The Board of Governors of the Federal Reserve System ("FRB") adopted a final rule that reduces the burden of capital plan and stress test requirements for certain bank holding companies. The final rule applies to bank holding companies with total consolidated assets ranging between $50 billion and $250 billion, on-balance sheet foreign exposure of less than $10 billion and non-bank assets of less than $75 billion.

For a bank holding company meeting the asset description (a "large and noncomplex" firm), this rule removes the qualitative assessment aspect of the Comprehensive Capital Analysis and Review ("CCAR") test. Under the rule, a large and noncomplex bank holding company still would be subject to a quantitative assessment of its capital adequacy, as well as periodic supervisory assessment of its capital planning process, but no longer would be subject to the more objective qualitative assessment of its internal capital planning process.

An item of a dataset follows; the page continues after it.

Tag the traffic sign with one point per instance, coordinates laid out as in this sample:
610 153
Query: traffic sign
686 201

In response to comments received on the initial proposal, the FRB confirmed that it will:

  • apply the expectations set forth in previous guidance (SR Letter 15-19) and conduct its review based on firm size and complexity;

  • provide large and noncomplex firms with significant advance notice of the areas of focus of the annual capital plan review; and

  • generally begin supervisory review of the capital plans of large and noncomplex firms in the third quarter of the year.

The final rule will be effective 30 days following its publication in the Federal Register.